Por: Luz Jiménez Avendaño
Imagina que en este momento te encuentras viajando en un barco por el Mar Mediterráneo y tú eres el capitán. En el barco viaja un pastor, un niño, un joven ciego, una prostituta, una anciana y un hippy rockero. Después de varias horas de viaje sucede que el barco empieza a hundirse y tú como capitán decides morir con tu barco, pero antes debes decidir salvar a 3 y morir con 3 personas más. ¿A quiénes elegirías?
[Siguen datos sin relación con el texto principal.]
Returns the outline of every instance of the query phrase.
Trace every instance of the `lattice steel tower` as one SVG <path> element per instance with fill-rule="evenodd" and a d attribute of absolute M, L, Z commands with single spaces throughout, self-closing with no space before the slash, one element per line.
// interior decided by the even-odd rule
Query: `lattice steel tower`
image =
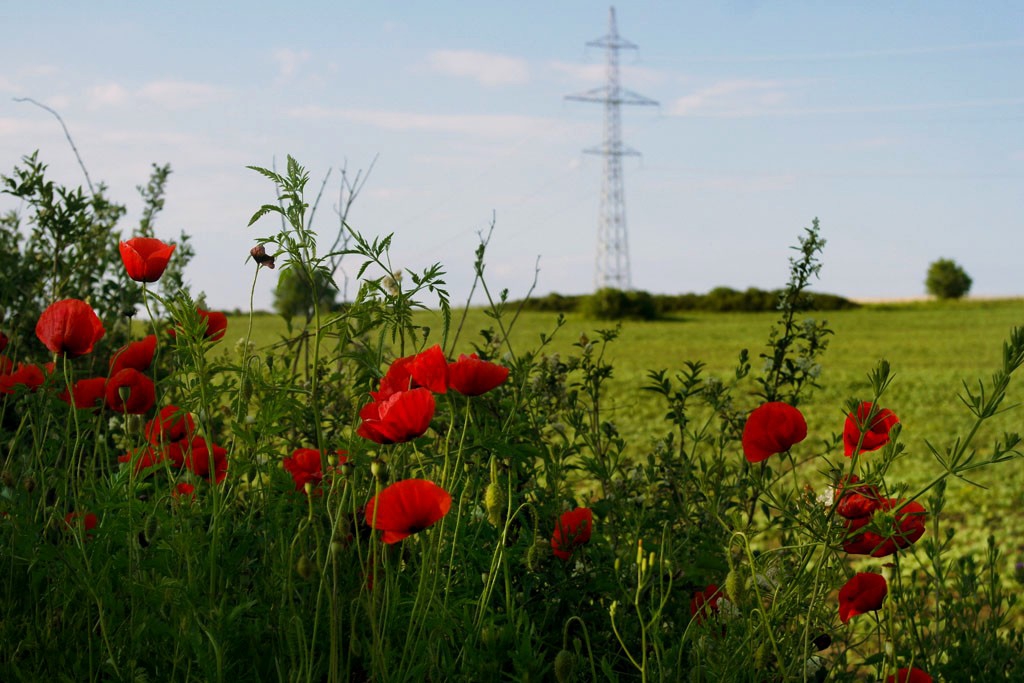
<path fill-rule="evenodd" d="M 601 213 L 597 220 L 597 267 L 594 287 L 632 288 L 629 272 L 629 242 L 626 238 L 626 201 L 622 181 L 622 157 L 640 153 L 622 144 L 623 104 L 657 105 L 650 98 L 625 90 L 619 85 L 619 50 L 635 50 L 637 46 L 619 35 L 615 26 L 615 8 L 608 10 L 608 34 L 587 43 L 588 47 L 605 49 L 605 85 L 567 100 L 601 102 L 604 104 L 604 143 L 584 150 L 587 154 L 604 156 L 604 179 L 601 182 Z"/>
Este viaje me hace pensar en una situación en la que me encontraba cuando serví como misionera en República Dominicana. Una de las experiencias que recuerdo cuando comenzamos a plantar la iglesia, fue que mientras caminábamos por la comunidad para conocer a las personas y también para llevarles las buenas noticias, muy emocionadas pedíamos a Dios que nos mandara a personas que pudieran fortalecer el ministerio y también aportar para la obra.
En una de nuestras visitas conocimos a Isabel, una mujer enferma de cáncer. Cuando entramos a su casa, oramos por ella, y le dimos palabras de aliento. Después de despedirnos de Isabel, nos dijo que cuando orábamos por ella, sintió algo tan especial y que deseaba que la visitáramos una vez por semana. En ese momento pasaron muchos pensamientos por mi mente, no de alegría o esperanza, sino negativos. Dentro de mí decía: “Tenemos a muchas personas más por visitar. Isabel por su situación y condición nunca se congregará con nosotros. Visitarla una vez por semana será una carga para nosotros y no de mucha ayuda”.
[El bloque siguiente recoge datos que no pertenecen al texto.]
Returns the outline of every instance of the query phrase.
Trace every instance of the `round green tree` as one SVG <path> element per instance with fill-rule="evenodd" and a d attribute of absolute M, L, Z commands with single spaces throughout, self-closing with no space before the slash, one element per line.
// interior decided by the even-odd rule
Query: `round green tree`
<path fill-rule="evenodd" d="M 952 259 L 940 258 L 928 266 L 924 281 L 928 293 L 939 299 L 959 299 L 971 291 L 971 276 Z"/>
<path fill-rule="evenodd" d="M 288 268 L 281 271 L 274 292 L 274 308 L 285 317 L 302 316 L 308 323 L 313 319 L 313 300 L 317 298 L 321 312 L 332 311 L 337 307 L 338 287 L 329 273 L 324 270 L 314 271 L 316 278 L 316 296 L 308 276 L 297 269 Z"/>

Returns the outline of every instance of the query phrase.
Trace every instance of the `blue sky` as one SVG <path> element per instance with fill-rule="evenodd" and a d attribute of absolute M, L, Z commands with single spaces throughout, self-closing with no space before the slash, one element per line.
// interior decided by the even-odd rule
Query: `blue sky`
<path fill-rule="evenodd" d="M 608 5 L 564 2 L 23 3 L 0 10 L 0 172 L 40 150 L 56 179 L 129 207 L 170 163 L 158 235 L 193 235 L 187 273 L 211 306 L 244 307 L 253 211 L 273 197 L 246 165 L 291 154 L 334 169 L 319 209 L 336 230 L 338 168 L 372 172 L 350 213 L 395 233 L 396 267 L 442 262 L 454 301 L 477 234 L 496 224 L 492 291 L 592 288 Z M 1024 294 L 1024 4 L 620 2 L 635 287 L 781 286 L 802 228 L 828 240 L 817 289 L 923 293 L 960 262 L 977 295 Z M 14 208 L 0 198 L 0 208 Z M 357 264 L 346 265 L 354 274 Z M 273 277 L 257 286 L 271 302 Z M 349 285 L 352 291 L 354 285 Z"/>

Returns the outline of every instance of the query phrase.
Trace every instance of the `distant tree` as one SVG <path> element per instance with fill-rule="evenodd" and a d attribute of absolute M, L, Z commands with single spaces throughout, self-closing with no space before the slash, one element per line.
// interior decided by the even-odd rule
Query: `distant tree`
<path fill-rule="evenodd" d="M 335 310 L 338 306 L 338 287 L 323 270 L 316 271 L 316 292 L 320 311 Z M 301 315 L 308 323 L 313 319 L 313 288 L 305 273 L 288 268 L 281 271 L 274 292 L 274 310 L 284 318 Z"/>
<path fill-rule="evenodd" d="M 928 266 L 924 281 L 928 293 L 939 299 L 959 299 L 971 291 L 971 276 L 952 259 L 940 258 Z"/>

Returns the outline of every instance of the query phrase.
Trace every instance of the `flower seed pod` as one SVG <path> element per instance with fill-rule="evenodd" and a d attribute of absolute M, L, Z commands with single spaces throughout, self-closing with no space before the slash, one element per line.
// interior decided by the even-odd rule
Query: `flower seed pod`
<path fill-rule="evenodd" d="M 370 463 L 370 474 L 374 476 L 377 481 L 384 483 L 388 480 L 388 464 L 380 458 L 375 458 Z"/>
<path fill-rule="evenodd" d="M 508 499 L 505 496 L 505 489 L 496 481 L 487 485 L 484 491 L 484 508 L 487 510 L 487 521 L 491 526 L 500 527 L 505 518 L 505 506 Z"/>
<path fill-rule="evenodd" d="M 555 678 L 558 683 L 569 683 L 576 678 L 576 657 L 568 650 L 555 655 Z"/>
En esa misma semana Dios habló a mi vida y recordé lo que Juan 3:16 dice: “Porque de tal manera amó Dios al mundo, que ha dado a su Hijo unigénito, para que todo aquel que en él cree, no se pierda, más tenga vida eterna”. El amor de Dios es el más grande y perfecto que pueda existir: ese amor lo soportó todo, hasta dar a su hijo para morir en una cruz. Jesús no murió por unos cuantos, ni dio su vida solo por los talentosos, o por los que tienen dinero, sino que él ama a todas las personas del mundo y los abraza no importando la condición en que se encuentren. ¡Dios no hace acepción de personas!
Conmovida por lo que Dios estaba enseñándome, decidimos regresar a casa de Isabel la siguiente semana, y así lo hicimos durante los dos años de nuestro servicio. Decidimos amar verdaderamente a Isabel en la condición en que se encontraba. En el transcurso de cada visita Dios se manifestó de muchas maneras y pude ver su gloria aun a través de la enfermedad. Al final Isabel no fue una carga; fue una grande bendición para nuestras vidas.
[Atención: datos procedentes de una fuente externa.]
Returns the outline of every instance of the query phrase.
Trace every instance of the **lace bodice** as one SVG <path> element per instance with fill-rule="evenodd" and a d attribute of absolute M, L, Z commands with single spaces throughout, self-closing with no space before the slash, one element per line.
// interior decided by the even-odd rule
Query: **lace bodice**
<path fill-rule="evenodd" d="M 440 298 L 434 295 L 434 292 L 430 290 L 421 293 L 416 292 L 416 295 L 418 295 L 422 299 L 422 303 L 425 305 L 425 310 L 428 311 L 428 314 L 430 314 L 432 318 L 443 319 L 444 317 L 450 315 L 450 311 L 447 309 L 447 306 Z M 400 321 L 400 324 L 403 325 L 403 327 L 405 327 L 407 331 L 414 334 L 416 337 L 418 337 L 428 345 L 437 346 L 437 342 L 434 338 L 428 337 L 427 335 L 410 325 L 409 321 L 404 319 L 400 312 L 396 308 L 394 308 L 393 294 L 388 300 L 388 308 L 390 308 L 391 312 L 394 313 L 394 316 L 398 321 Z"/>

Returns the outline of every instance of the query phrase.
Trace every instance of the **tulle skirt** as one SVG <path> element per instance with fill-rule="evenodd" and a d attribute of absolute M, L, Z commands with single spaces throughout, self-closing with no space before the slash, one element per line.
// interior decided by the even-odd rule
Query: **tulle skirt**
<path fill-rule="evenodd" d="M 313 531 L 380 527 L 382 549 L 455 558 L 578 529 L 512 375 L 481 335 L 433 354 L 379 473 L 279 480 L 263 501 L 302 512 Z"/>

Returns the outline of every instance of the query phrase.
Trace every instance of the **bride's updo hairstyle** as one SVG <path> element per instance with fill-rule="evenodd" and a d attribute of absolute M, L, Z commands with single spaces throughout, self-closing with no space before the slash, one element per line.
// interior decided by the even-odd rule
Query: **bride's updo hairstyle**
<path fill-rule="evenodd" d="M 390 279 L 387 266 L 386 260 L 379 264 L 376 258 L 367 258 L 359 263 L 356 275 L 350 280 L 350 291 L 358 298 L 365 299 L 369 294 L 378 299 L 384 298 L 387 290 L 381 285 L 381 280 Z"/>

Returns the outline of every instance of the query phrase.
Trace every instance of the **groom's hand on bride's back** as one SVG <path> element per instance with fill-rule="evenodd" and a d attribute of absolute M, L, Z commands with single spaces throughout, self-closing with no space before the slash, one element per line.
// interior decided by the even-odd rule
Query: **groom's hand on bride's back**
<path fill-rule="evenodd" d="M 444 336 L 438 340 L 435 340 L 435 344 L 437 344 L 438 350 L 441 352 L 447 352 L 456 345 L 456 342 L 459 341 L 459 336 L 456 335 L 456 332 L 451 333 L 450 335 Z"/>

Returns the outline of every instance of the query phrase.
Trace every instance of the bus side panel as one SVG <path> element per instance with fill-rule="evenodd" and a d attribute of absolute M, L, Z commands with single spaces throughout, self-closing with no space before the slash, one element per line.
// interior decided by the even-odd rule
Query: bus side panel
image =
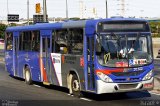
<path fill-rule="evenodd" d="M 33 81 L 41 81 L 41 73 L 40 73 L 40 54 L 39 52 L 28 52 L 29 61 L 28 64 L 31 70 L 31 76 Z"/>
<path fill-rule="evenodd" d="M 6 69 L 10 73 L 10 75 L 14 75 L 13 71 L 13 51 L 6 51 L 5 53 L 5 63 Z"/>
<path fill-rule="evenodd" d="M 19 77 L 21 78 L 24 78 L 24 75 L 23 75 L 23 69 L 24 69 L 24 66 L 25 66 L 25 53 L 24 51 L 19 51 L 18 52 L 18 75 Z"/>
<path fill-rule="evenodd" d="M 27 65 L 30 68 L 33 81 L 40 81 L 39 53 L 38 52 L 19 52 L 19 77 L 24 78 L 24 68 Z"/>
<path fill-rule="evenodd" d="M 80 55 L 62 55 L 62 83 L 67 87 L 67 75 L 70 71 L 74 71 L 80 80 L 81 90 L 85 89 L 84 83 L 84 59 Z"/>

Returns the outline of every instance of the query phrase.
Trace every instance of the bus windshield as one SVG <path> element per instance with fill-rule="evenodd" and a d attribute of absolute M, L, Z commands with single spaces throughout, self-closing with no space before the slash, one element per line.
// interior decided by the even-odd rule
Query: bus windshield
<path fill-rule="evenodd" d="M 151 38 L 146 34 L 100 34 L 96 43 L 98 62 L 103 66 L 137 67 L 152 62 Z"/>

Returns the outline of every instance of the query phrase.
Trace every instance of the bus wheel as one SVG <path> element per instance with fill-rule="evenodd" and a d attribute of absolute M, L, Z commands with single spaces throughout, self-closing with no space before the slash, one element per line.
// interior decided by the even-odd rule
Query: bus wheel
<path fill-rule="evenodd" d="M 25 68 L 25 82 L 28 85 L 32 84 L 31 73 L 28 67 Z"/>
<path fill-rule="evenodd" d="M 81 96 L 80 83 L 79 83 L 78 77 L 75 74 L 73 74 L 71 78 L 71 90 L 74 96 L 76 97 Z"/>

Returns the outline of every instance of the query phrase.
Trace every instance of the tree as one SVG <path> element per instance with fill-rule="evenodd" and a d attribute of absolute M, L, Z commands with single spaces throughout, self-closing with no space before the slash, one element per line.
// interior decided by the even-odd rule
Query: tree
<path fill-rule="evenodd" d="M 151 21 L 149 22 L 152 37 L 160 37 L 160 22 Z"/>
<path fill-rule="evenodd" d="M 5 25 L 5 24 L 0 24 L 0 38 L 3 38 L 3 39 L 4 39 L 6 28 L 7 28 L 7 25 Z"/>
<path fill-rule="evenodd" d="M 12 26 L 17 26 L 17 24 L 16 23 L 10 23 L 9 26 L 11 26 L 11 27 Z"/>

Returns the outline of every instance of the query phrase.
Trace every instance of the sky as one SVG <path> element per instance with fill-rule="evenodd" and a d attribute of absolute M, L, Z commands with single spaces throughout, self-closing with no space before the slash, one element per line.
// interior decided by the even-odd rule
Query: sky
<path fill-rule="evenodd" d="M 49 17 L 66 17 L 66 0 L 46 0 Z M 81 1 L 81 2 L 80 2 Z M 124 3 L 122 3 L 124 1 Z M 68 0 L 68 16 L 83 18 L 105 18 L 106 0 Z M 108 17 L 123 15 L 124 17 L 160 17 L 160 0 L 107 0 Z M 29 0 L 30 15 L 35 13 L 36 3 L 43 0 Z M 83 4 L 83 6 L 82 6 Z M 122 5 L 124 4 L 124 8 Z M 93 13 L 95 8 L 96 13 Z M 125 11 L 122 11 L 124 9 Z M 43 11 L 42 11 L 43 12 Z M 27 0 L 0 0 L 0 20 L 5 20 L 7 14 L 19 14 L 20 18 L 27 18 Z"/>

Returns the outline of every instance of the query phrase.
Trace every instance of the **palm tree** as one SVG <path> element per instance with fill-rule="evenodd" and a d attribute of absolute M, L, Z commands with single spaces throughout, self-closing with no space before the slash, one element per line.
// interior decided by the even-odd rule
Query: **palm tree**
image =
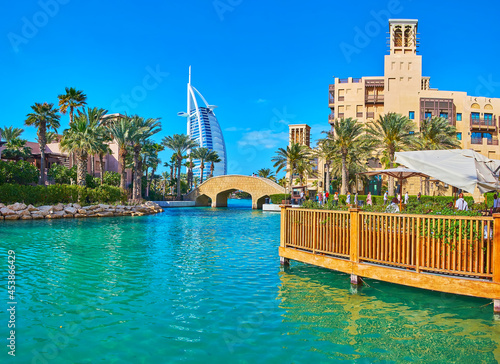
<path fill-rule="evenodd" d="M 149 196 L 149 190 L 151 187 L 151 181 L 154 178 L 155 171 L 158 168 L 158 165 L 161 163 L 160 158 L 158 158 L 158 154 L 165 150 L 165 147 L 158 143 L 148 143 L 147 144 L 147 153 L 146 157 L 143 160 L 144 165 L 146 166 L 146 196 Z M 148 179 L 148 169 L 151 167 L 151 178 Z"/>
<path fill-rule="evenodd" d="M 257 176 L 262 178 L 271 178 L 273 177 L 273 172 L 271 168 L 261 168 L 257 171 Z"/>
<path fill-rule="evenodd" d="M 74 87 L 66 87 L 66 93 L 57 96 L 61 113 L 66 115 L 69 108 L 69 123 L 73 123 L 75 109 L 87 105 L 87 95 Z"/>
<path fill-rule="evenodd" d="M 31 157 L 31 148 L 26 146 L 27 140 L 21 138 L 10 139 L 1 151 L 1 157 L 13 160 L 25 160 Z"/>
<path fill-rule="evenodd" d="M 200 184 L 203 183 L 203 170 L 205 169 L 205 162 L 210 159 L 212 151 L 208 148 L 200 147 L 191 152 L 194 159 L 200 161 Z"/>
<path fill-rule="evenodd" d="M 61 149 L 76 156 L 76 183 L 79 186 L 85 186 L 89 153 L 94 153 L 101 143 L 98 115 L 97 108 L 87 108 L 86 113 L 78 113 L 69 129 L 64 131 L 61 140 Z"/>
<path fill-rule="evenodd" d="M 59 128 L 60 116 L 58 114 L 59 110 L 54 108 L 54 104 L 49 104 L 44 102 L 35 103 L 35 105 L 31 106 L 33 110 L 32 113 L 29 113 L 26 121 L 24 122 L 27 126 L 35 126 L 38 136 L 38 144 L 40 145 L 40 184 L 45 185 L 45 146 L 47 145 L 47 131 L 53 129 L 57 132 L 57 128 Z"/>
<path fill-rule="evenodd" d="M 177 159 L 177 199 L 181 198 L 181 165 L 184 154 L 198 146 L 198 143 L 192 140 L 185 134 L 174 134 L 163 138 L 162 144 L 174 151 L 175 158 Z"/>
<path fill-rule="evenodd" d="M 409 150 L 416 146 L 415 123 L 396 113 L 381 115 L 367 127 L 368 136 L 373 145 L 381 148 L 389 168 L 394 166 L 394 153 Z M 380 154 L 380 153 L 379 153 Z M 394 195 L 394 179 L 389 177 L 389 195 Z"/>
<path fill-rule="evenodd" d="M 423 150 L 460 148 L 457 128 L 442 117 L 433 117 L 420 123 L 419 144 Z"/>
<path fill-rule="evenodd" d="M 173 181 L 175 178 L 174 168 L 176 167 L 176 164 L 177 164 L 177 158 L 175 154 L 170 157 L 170 162 L 163 163 L 164 167 L 170 168 L 170 186 L 173 185 Z M 170 194 L 172 194 L 172 191 L 170 191 Z"/>
<path fill-rule="evenodd" d="M 24 129 L 14 128 L 13 126 L 0 128 L 0 137 L 2 137 L 7 143 L 13 139 L 19 138 L 24 132 Z"/>
<path fill-rule="evenodd" d="M 349 186 L 349 155 L 357 155 L 368 148 L 366 139 L 362 138 L 363 133 L 363 124 L 356 119 L 337 119 L 332 125 L 332 132 L 328 133 L 326 139 L 319 142 L 325 155 L 332 159 L 340 158 L 342 174 L 340 193 L 342 195 L 347 193 Z M 328 188 L 328 186 L 325 187 Z"/>
<path fill-rule="evenodd" d="M 309 148 L 293 142 L 286 149 L 279 148 L 276 155 L 271 159 L 274 162 L 274 168 L 277 168 L 276 173 L 285 169 L 290 174 L 288 181 L 289 193 L 292 191 L 293 175 L 297 170 L 298 163 L 302 160 L 309 160 Z"/>
<path fill-rule="evenodd" d="M 210 162 L 210 178 L 214 176 L 215 163 L 220 163 L 221 161 L 219 154 L 215 150 L 210 151 L 207 159 L 207 162 Z"/>
<path fill-rule="evenodd" d="M 325 161 L 325 186 L 324 189 L 325 191 L 330 191 L 330 166 L 332 164 L 332 160 L 334 160 L 338 155 L 333 147 L 332 140 L 328 138 L 328 135 L 330 135 L 330 132 L 325 132 L 327 134 L 327 137 L 324 139 L 318 140 L 317 146 L 313 151 L 313 156 L 318 158 L 318 160 L 324 160 Z"/>
<path fill-rule="evenodd" d="M 131 123 L 137 133 L 132 140 L 132 148 L 134 152 L 134 183 L 132 188 L 132 199 L 142 199 L 142 158 L 141 150 L 142 145 L 148 140 L 149 137 L 158 133 L 161 130 L 159 119 L 148 118 L 134 115 L 131 118 Z"/>
<path fill-rule="evenodd" d="M 119 118 L 110 123 L 107 127 L 107 131 L 118 145 L 118 158 L 121 167 L 120 187 L 126 191 L 127 156 L 129 154 L 129 148 L 135 140 L 138 131 L 129 117 Z"/>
Hoy, tú y yo tenemos la oportunidad de presentar a Jesús. Vas a encontrarte con diferentes tipos de personas. Algunas no te darán las gracias por tu servicio. Otras quizás no te recibirán o en las calles se burlarán de ti. Muchos estarán en condiciones de enfermedad o de perdición. Pero es importante que recuerdes que tienen necesidades: pueden estar viviendo soledad, depresión, ansiedad, escasez o enfermedad. Aunque supuestamente no es el mejor momento para ellos o no están en la mejor condición, debemos verlos con compasión.
El amor de Dios por cada persona que habita en el mundo es tan grande y perfecto que lo da sin límites y sin condiciones. Esta es la forma en la que quiere que también nosotros amemos. Prepárate para dar la mejor sonrisa y tener una actitud correcta. Pide al Espíritu Santo que te guíe. No dejes que ningún prejuicio o actitud negativa o egoísta te impida ver manifestada la gloria de Dios en la vida de otras personas.
*Luz Jiménez Avendaño es de México y ha vivido como misionera en la República Dominicana y Guatemala. Actualmente ministra trans-culturalmente en Honduras.